Plotly-based visualization with: - Plot elements registry: Extensible element types (Line, Points, etc.) - Unit matching: Automatic axis assignment based on data units - Dynamic trace building: Loads data from datasets, builds Plotly traces - Configuration form: Add/configure plot elements with dataset selection

MapView

Geographic visualization of survey data with interactive features.

WebSocket Clients

Log streaming: Real-time process logs
State updates: Process state changes (running, completed, failed)
Automatic reconnection on disconnect
Multiplexed updates for multiple processes

Kubernetes Resources

Namespace

Name: nagelfluh-jobs
Purpose: Isolated environment for process execution
Resources: Jobs, Pods, Secrets, ConfigMaps

Kueue Configuration

Local queue: nagelfluh-queue (namespace-scoped)
Cluster queue: nagelfluh-cluster-queue (cluster-wide resource management)
Resource limits: Enforced CPU, memory, ephemeral storage
Job queuing: Automatic queuing when resources unavailable
Admission control: Jobs admitted based on available quota

Provisioning: making a Cluster job-ready (installing Kueue if not already present, sizing and applying its ResourceFlavor/ClusterQueue/LocalQueue from the cluster's real node allocatable capacity, and applying the backend's job-running RBAC) is a single, provider-agnostic routine — backend.services.cluster_job_provisioning.ensure_cluster_job_ready(k8s_client, namespace), written against kubernetes_asyncio with no shell/kubectl subprocess calls. It runs identically for any cluster_type, and is called automatically: - when a cluster completes self-service registration (POST /admin/clusters/register-callback, after connectivity is confirmed), - when an admin creates a cluster directly (admin_create_cluster), or - once, when the default cluster's row is seeded (the generic cluster seed migration, d1266f2f6e68_generic_seed_default_cluster.py).
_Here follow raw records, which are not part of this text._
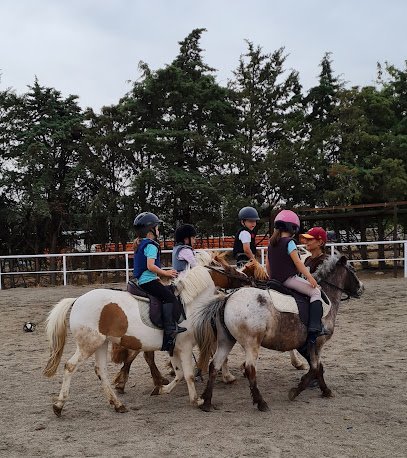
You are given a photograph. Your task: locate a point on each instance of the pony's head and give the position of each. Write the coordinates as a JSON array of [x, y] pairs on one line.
[[193, 283], [203, 258], [336, 272]]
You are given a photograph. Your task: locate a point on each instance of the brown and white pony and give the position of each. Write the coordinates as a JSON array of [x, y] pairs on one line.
[[250, 318], [104, 315], [126, 356]]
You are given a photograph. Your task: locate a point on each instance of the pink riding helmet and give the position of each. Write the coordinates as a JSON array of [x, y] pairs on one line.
[[288, 216]]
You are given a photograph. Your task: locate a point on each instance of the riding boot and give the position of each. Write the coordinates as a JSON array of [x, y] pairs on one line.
[[171, 328], [315, 326]]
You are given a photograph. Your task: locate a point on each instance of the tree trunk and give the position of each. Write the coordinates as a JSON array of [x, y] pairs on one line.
[[363, 248], [380, 233]]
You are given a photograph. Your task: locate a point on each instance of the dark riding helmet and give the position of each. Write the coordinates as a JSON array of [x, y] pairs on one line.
[[146, 222], [184, 231], [248, 213], [288, 221]]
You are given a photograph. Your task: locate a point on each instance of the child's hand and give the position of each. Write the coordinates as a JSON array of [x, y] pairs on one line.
[[313, 282], [172, 273]]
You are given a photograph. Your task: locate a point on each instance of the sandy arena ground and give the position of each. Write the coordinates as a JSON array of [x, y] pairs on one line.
[[365, 366]]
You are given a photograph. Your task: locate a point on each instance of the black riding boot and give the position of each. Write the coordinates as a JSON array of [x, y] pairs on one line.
[[171, 328], [315, 326]]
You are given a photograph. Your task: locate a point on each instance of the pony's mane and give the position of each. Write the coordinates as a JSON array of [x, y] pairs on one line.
[[254, 269], [193, 283], [326, 267]]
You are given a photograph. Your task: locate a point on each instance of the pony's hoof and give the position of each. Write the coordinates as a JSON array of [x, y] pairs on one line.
[[57, 410], [292, 394], [121, 409], [206, 407], [263, 406], [156, 391], [197, 402]]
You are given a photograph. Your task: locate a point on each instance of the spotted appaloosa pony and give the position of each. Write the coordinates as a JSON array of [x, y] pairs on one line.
[[250, 318], [104, 315]]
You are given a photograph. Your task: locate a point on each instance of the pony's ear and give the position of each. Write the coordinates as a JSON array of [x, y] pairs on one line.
[[343, 260]]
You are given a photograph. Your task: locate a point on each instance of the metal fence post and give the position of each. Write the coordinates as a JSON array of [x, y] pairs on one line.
[[126, 257], [64, 268], [262, 255], [405, 259]]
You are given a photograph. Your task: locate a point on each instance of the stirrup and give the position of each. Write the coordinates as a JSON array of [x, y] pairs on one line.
[[178, 330]]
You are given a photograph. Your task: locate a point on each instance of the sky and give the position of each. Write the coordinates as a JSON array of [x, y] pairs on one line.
[[91, 48]]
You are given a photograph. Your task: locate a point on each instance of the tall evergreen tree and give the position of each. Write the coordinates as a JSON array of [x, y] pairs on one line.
[[271, 119], [43, 150], [180, 123]]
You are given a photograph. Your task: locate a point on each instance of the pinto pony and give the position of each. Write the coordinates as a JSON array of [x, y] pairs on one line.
[[104, 315], [250, 317]]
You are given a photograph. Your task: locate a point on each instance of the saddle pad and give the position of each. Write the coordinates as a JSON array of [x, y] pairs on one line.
[[145, 312], [285, 303], [144, 307]]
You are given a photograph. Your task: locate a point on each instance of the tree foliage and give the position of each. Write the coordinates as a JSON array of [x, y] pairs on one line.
[[191, 150]]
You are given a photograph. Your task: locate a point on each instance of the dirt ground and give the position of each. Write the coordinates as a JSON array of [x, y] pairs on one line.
[[365, 366]]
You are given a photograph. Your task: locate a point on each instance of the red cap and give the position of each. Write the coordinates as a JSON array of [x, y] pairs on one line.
[[315, 233]]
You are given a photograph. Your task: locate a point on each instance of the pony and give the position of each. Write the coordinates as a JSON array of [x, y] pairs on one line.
[[126, 356], [104, 315], [250, 318]]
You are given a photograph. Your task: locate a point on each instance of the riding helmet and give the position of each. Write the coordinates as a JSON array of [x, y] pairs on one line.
[[248, 213], [184, 231]]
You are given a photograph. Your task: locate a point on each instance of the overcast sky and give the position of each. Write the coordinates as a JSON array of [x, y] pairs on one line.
[[91, 48]]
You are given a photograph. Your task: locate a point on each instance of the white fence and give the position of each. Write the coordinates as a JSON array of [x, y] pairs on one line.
[[401, 244]]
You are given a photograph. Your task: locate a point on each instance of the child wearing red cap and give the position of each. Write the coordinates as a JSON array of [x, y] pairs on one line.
[[283, 264], [314, 241]]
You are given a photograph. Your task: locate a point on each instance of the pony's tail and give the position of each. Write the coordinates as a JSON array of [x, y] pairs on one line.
[[56, 330], [205, 330]]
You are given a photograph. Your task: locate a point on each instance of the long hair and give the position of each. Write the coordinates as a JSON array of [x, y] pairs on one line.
[[136, 243]]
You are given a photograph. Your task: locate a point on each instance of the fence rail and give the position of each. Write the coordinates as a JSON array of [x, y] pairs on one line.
[[64, 271]]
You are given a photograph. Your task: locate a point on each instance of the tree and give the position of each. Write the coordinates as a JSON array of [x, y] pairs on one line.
[[322, 125], [271, 115], [43, 150], [180, 124]]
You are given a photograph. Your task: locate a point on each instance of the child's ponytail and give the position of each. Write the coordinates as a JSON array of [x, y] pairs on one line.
[[275, 238]]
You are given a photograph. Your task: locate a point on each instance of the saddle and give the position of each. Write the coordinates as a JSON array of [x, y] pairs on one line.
[[287, 300], [155, 305], [227, 277]]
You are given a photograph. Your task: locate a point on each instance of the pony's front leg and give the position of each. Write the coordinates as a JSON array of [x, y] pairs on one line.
[[326, 392], [179, 375], [252, 352], [158, 379], [123, 375], [227, 376], [84, 349], [296, 361], [101, 372], [188, 369], [224, 347], [315, 372]]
This replaced two independent, duplicated shell implementations (a minikube-only script and a GCP-plugin-specific GKE setup script). plugins/ymerflow-minikube's provision-nagelfluh-jobs.sh now only creates the jobs namespace — everything else moved into the Python routine above.

Job Structure

Each process creates a Kubernetes Job with: - Name: process-{process_id}-v{version} - Labels: nagelfluh.app=process, process-id={id}, version={v} - Annotations: Kueue queue-name - Resource requests/limits: User-specified CPU/memory - Deadline: activeDeadlineSeconds for timeout enforcement - Backoff limit: 0 (no automatic retries) - TTL: 3600 seconds (1 hour cleanup after completion)

Pod Configuration

Image: nagelfluh-base-runner:latest (or environment-specific image)
Environment variables:
PROCESS_TYPE: Type of process to run
PROCESS_ID: Unique process identifier
VERSION: Process version number
PROJECT_ID: Project identifier for multi-tenancy
PARAMETERS_JSON: Serialized process parameters
BACKEND_URL: Backend API endpoint
STORAGE_BASE: S3/GCS bucket path
STORAGE_ENDPOINT: MinIO endpoint (development only)
AWS_ACCESS_KEY_ID, AWS_SECRET_ACCESS_KEY: From Kubernetes secret
Restart policy: Never (controlled by Kueue)

Data Flow

Process Creation

User fills form in ProcessEditor
Frontend validates parameters against JSON Schema
POST to /process with:
Process type
Parameters (may include dataset URLs)
Resource requirements
Backend:
Checks user balance vs. estimated cost
Creates HOLD transaction
Creates ProcessVersion record
Creates Kubernetes Job with Kueue annotations
Returns process ID

Process Cancellation

User clicks "Cancel" in ProcessEditor (visible only for queued/running versions)
POST to /process/{id}/versions/{version}/cancel
Backend:
Verifies version is in queued or running state (returns 409 otherwise)
Deletes the Kubernetes Job if one was submitted
Adds a log entry "Process cancelled by user"
Marks version as failed and broadcasts state update via WebSocket

Process Execution

Kueue admits Job when resources available
Kubernetes creates Pod
Pod container runs runner.py:
Loads process type class via entrypoints
Deserializes parameters
Calls process_class.run(storage_context, **params)
Writes outputs to storage
Reports results to backend
Backend:
Collects logs from pod
Updates ProcessVersion state
Creates Dataset records for outputs
Calculates actual cost
Creates DEBIT and RELEASE transactions

Dataset Access

Frontend requests dataset: GET /dataset/{id}
Backend:
Looks up dataset metadata (storage URL, mime type)
Verifies user has access to parent project
Fetches data from storage (S3/GCS/MinIO)
Returns data with appropriate content-type
Frontend consumes dataset (plots, downloads, etc.)

Real-time Updates

Backend monitors pod logs via Kubernetes API
New log lines:
Stored in ProcessLog table
Broadcast to WebSocket clients
State changes:
ProcessVersion.state updated
Broadcast to WebSocket clients
Frontend:
ProcessLog widget displays logs
FlowView updates process node status
ProcessEditor shows current state

Security Model

Authentication

JWT tokens for user sessions
Secrets stored in environment variables
Per-user database isolation

Storage Access Control

Per-project S3/GCS buckets
IAM policies with path-based conditions
Process pods get scoped credentials:
READ: All uploads and datasets in project
WRITE: Only to own process directory
No cross-project access
See Storage Architecture for details

Network Policies

Future enhancement: Pod network isolation

Monitoring and Observability

Current Implementation

Real-time log streaming to UI
Process state tracking (pending, running, completed, failed)
Job events from Kubernetes API

Future Enhancements

Prometheus metrics collection
CPU/memory usage tracking
Grafana dashboards
Alert notifications
Performance profiling